Lackaff explains their experiment – they looked at three specialist encyclopedias – in physics, poetry and linguistics – and tried to check for completeness on an article by article basis. This is fairly hard to do – article titles don’t always map neatly. What they did was take the article headers from the encyclopedia, then search Wikipedia using Google to find matching articles. There were some ambiguous and false positive matches, but they felt they could make a reasonable comparison.
Of the linguistics articles checked, 424 could be found both in wikipedia and in print, while 112 were found in print only. In physics, 399 were in both, 89 in print only. In poetry, 551 were in both, 330 in print only. On the one hand, this is pretty impressive – Wikipedia has pretty good coverage of topics from specialist encyclopedias, books we’d expect to have more esoteric topics. On the other hand, we could argue that Wikipedia falls short, with 37% “missing” entries in the poetry encyclopedia.
Looking at results a different way, Wikipedia comes out much better – searching for topics that fall under the header of “linguistics”, we find 12,130 in Wikipedia versus a few hundred in the whole linguistics encyclopedia. Because Wikipedia is a generalist, not specialist encyclopedia, it’s going to have a broader remit than a specialist encyclopedia. And Wikipedia has no physical limits, no need to fit everything within the covers of a book.
There’s some fascinating questions to ask in this direction: does it matter whether Wikipedia has as full coverage in some fields? Whether coverage of some fields needs to be more complete. Halavis notes, “We’re already covering Finnish profanity better than any other encyclopedia in print” – is this a good thing, or a sign of weaknesses in other parts of the encyclopedia?
Jim Giles is a reporter for the journal Nature who was responsible for the article that compared the accuracy of articles in Encyclopedia Britannica and Wikipedia. He’s very clear that their piece was a work of journalism, not a peer-reviewed study…
(Peer review is a topic that comes up in the first talk as well – Wikipedia has been challenged on the basis that it’s not peer reviewed. Obviously, it is – “but we don’t like the peers”. In other words, it’s not PhD reviewed…)
Giles was inspired by an article in the Guardian titled “Can you trust Wikipedia”. He noticed that many of his colleages at Nature were using Wikipedia, but were very uncertain how much to trust it. He and his colleagues decided to test it, using the Encyclopedia Britannica as a benchmark.
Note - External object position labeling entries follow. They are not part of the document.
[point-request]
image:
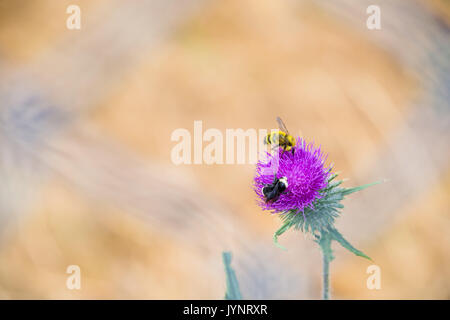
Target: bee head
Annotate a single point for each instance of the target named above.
(284, 181)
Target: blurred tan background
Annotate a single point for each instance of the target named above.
(89, 181)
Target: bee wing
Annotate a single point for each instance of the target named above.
(282, 125)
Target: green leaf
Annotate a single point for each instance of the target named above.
(339, 238)
(287, 224)
(233, 292)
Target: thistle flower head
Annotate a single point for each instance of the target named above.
(306, 174)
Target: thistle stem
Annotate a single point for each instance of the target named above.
(325, 246)
(326, 278)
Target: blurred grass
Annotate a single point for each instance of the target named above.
(229, 69)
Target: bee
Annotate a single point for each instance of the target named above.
(281, 138)
(273, 191)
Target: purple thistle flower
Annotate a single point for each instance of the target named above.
(305, 172)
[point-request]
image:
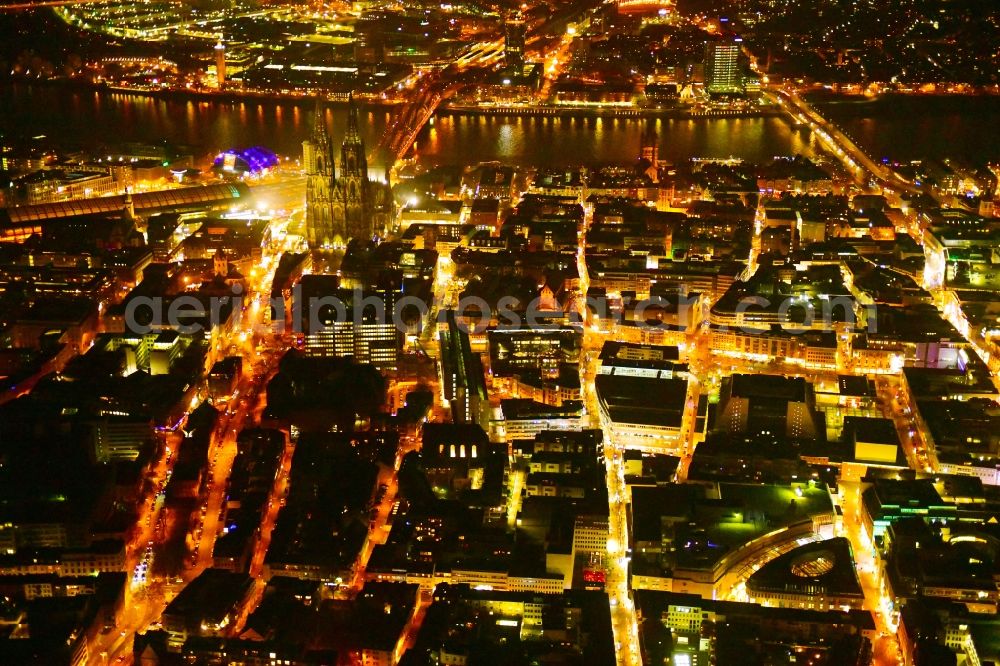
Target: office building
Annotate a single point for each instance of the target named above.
(722, 68)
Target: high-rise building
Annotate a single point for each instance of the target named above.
(220, 63)
(351, 206)
(722, 67)
(513, 45)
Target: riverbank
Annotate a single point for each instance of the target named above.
(448, 108)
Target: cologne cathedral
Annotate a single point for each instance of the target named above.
(351, 206)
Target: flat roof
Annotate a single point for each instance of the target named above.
(143, 201)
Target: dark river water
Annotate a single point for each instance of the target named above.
(912, 127)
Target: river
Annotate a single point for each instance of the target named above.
(73, 116)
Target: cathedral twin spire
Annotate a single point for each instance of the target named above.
(345, 205)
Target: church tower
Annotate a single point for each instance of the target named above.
(317, 159)
(353, 200)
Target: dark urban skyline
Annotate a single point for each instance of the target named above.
(623, 332)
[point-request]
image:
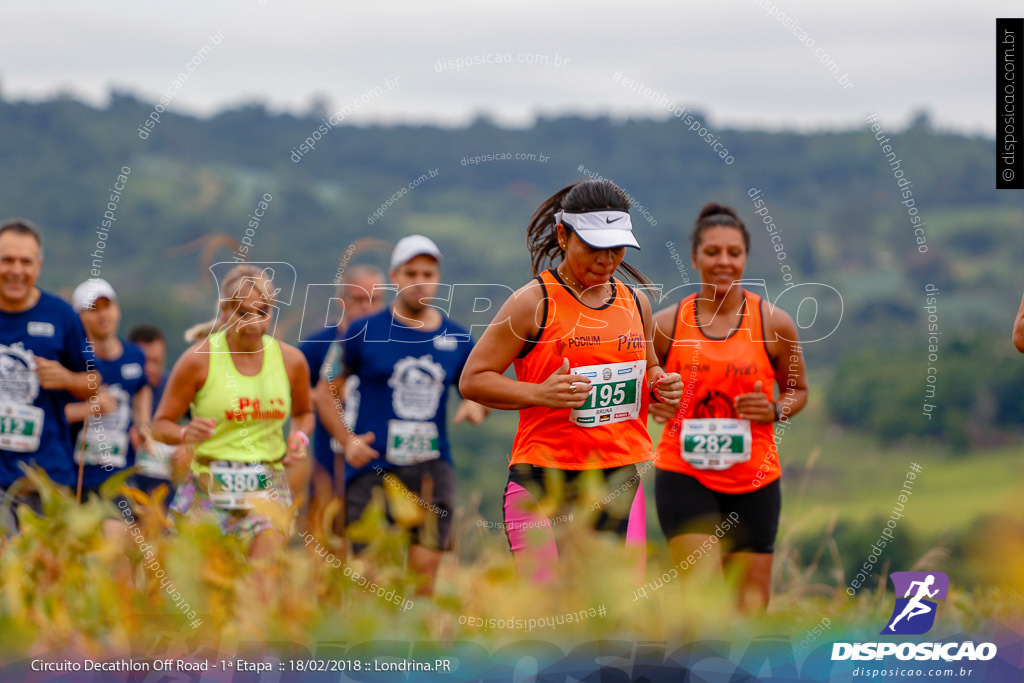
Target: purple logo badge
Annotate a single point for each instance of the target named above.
(914, 611)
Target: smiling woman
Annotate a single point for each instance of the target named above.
(577, 337)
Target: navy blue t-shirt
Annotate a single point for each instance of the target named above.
(316, 349)
(404, 376)
(33, 426)
(107, 440)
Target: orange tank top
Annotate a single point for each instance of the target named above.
(607, 344)
(715, 372)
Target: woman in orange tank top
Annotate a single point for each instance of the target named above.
(580, 341)
(717, 462)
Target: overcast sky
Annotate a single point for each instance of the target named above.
(736, 60)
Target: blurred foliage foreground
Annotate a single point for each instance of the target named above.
(70, 587)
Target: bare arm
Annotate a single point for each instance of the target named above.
(662, 342)
(54, 376)
(787, 358)
(298, 378)
(1019, 328)
(79, 412)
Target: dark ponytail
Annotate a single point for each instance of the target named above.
(717, 215)
(542, 238)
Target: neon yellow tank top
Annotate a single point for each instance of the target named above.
(250, 412)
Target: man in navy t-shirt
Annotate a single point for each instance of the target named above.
(407, 358)
(44, 364)
(360, 294)
(108, 431)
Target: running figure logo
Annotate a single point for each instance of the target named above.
(914, 612)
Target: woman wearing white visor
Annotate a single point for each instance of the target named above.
(580, 341)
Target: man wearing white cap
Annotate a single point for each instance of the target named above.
(109, 426)
(407, 358)
(43, 358)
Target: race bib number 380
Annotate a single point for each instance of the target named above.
(236, 485)
(614, 395)
(716, 443)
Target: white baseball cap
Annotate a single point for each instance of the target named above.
(89, 292)
(601, 228)
(411, 247)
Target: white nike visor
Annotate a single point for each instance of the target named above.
(603, 228)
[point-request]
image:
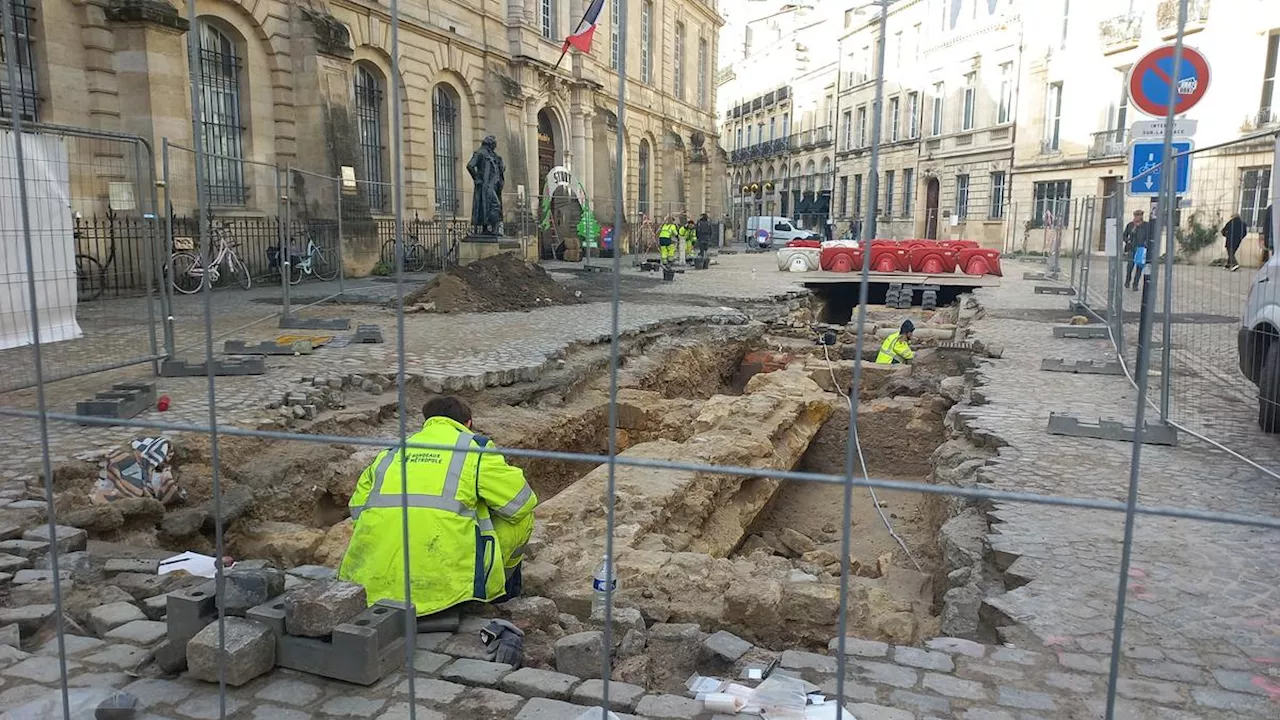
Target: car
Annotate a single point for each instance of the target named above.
(1258, 342)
They selected 50 articles on scientific topics, looking for appropriate EB and WP articles. They assigned each pair – stripped of identifying information – to an expert and asked them to look for inaccuracies. A team of Nature referees reviewed the expert judgements, made a final call and tallied the results.
They got 42 usable comparisons, which revealed 3.9 errors per article in WP and 2.9 in EB. There were very few major errors in either source – most were statements that were somewhat misleading or inaccurate.
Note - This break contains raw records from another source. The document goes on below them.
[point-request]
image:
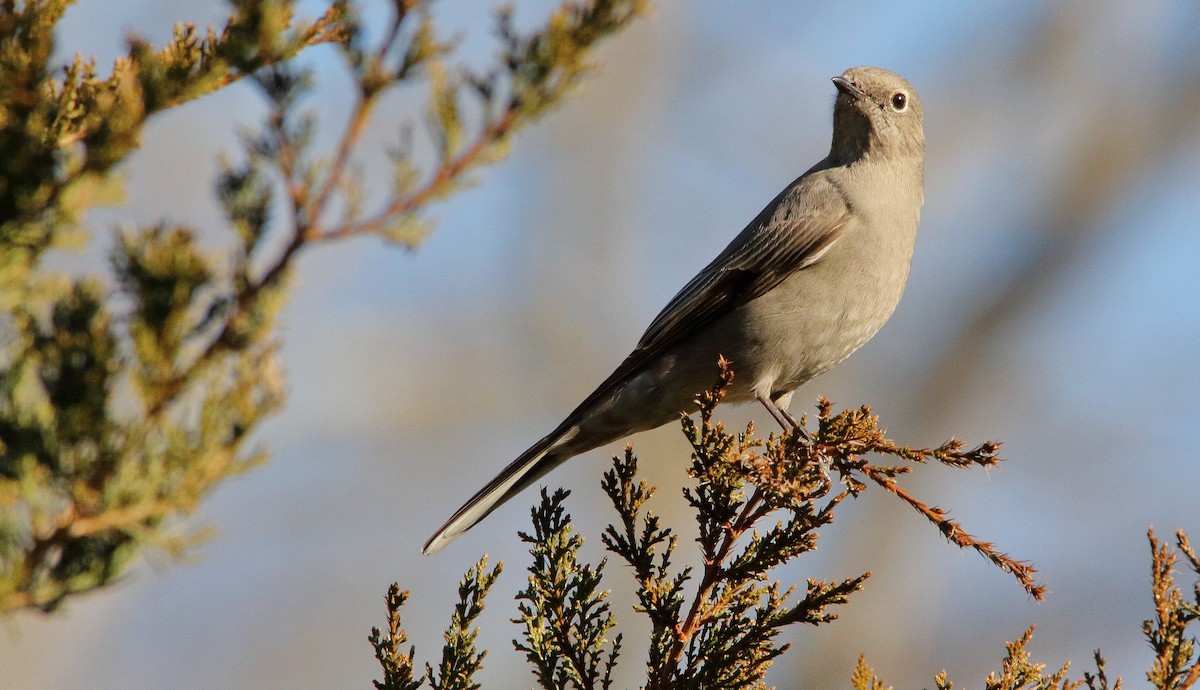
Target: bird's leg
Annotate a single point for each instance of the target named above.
(778, 409)
(780, 414)
(783, 417)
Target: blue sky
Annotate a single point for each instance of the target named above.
(1063, 129)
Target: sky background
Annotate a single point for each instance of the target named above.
(1054, 304)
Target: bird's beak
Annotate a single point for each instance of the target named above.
(847, 87)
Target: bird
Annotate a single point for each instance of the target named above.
(805, 283)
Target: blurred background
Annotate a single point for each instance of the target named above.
(1054, 304)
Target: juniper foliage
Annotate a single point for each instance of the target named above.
(126, 397)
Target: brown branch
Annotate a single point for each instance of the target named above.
(1023, 571)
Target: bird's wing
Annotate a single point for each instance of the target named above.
(792, 233)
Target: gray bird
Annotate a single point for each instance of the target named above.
(810, 280)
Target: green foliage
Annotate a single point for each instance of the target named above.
(460, 658)
(760, 503)
(121, 409)
(565, 615)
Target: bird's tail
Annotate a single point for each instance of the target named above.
(533, 463)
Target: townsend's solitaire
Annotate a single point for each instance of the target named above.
(813, 277)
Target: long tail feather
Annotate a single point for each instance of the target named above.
(516, 477)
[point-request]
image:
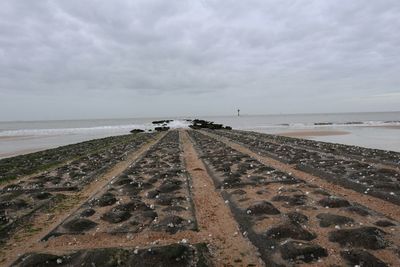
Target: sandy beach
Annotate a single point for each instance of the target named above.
(204, 196)
(308, 133)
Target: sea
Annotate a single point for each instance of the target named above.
(380, 130)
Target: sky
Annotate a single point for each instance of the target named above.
(75, 59)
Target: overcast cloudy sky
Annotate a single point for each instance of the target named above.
(125, 58)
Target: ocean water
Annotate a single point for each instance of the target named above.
(375, 130)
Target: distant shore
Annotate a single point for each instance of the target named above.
(309, 133)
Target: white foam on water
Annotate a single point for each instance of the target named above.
(114, 129)
(175, 124)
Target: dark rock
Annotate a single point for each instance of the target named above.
(361, 258)
(174, 208)
(106, 200)
(301, 251)
(289, 230)
(358, 210)
(334, 202)
(42, 195)
(79, 225)
(161, 121)
(167, 199)
(152, 194)
(171, 224)
(384, 223)
(116, 216)
(329, 219)
(39, 260)
(364, 237)
(321, 192)
(231, 182)
(137, 131)
(261, 208)
(294, 200)
(297, 217)
(87, 212)
(134, 204)
(161, 129)
(169, 187)
(238, 192)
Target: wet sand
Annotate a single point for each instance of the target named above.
(310, 133)
(204, 198)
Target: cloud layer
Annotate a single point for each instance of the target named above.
(154, 58)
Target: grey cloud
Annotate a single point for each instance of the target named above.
(228, 52)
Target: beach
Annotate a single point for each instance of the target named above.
(207, 197)
(373, 130)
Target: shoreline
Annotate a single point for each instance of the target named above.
(210, 184)
(310, 133)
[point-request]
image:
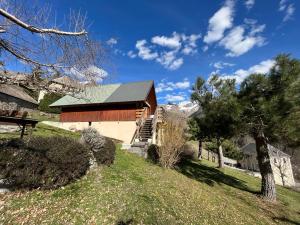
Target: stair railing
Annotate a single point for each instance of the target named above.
(139, 124)
(158, 118)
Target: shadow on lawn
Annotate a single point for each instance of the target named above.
(210, 176)
(283, 219)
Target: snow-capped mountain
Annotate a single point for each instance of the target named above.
(186, 107)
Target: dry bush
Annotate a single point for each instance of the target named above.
(103, 149)
(44, 162)
(172, 141)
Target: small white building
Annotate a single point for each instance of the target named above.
(280, 163)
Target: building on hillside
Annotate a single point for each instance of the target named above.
(12, 95)
(280, 162)
(115, 110)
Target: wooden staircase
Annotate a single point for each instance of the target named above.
(143, 139)
(146, 130)
(144, 135)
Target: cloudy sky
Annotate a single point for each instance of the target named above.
(174, 41)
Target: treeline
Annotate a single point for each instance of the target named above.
(264, 106)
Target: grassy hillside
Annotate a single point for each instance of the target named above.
(133, 191)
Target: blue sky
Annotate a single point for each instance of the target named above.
(173, 42)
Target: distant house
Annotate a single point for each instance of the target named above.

Britannica wrote a rather strong refutation, a twenty page paper titled “Fatally Flawed”, which demanded a retraction by Nature. This was the result of a long process with EB, which had first asked for corrections, then demanded to review data, before producing their retraction. They offered four major criticisms:
– The data wasn’t completely released
– The data hadn’t used the correct EB sources
– The EB material was edited
– The reviewers made mistakes
Giles responds to these in terms: it wasn’t possible to release the referee reports to EB because Nature had promised anonymity to reviewers. In some cases, searches on the EB website turned up content from sources other than the main EB volumes – the comparison used these articles, because it was an attempt to compare the EB source a user would most likely use, not the totality of EB content. The “editing” of EB articles involved summing two EB articles – on “ethanol” and “the uses of ethanol”, which allowed for a better comparison with WP. And the idea that reviewers would make mistakes would likely affect both sources.
Giles mentions that there are other questions the study didn’t ask. Should EB be used as the benchmark for checking Wikipedia, but lots of the things Nature people wanted to study weren’t in EB. How do we compare omissions – what’s missing in Wikipedia versus in EB? How important is timeliness? Is EB more likely to be stale because it can’t change as quickly? (This wasn’t a major factor in the 42 article comparison.) And would a future study evaluate style and clarity? (Giles says that several reviewers found the Wikipedia articles difficult to read due to stylistic decisions.)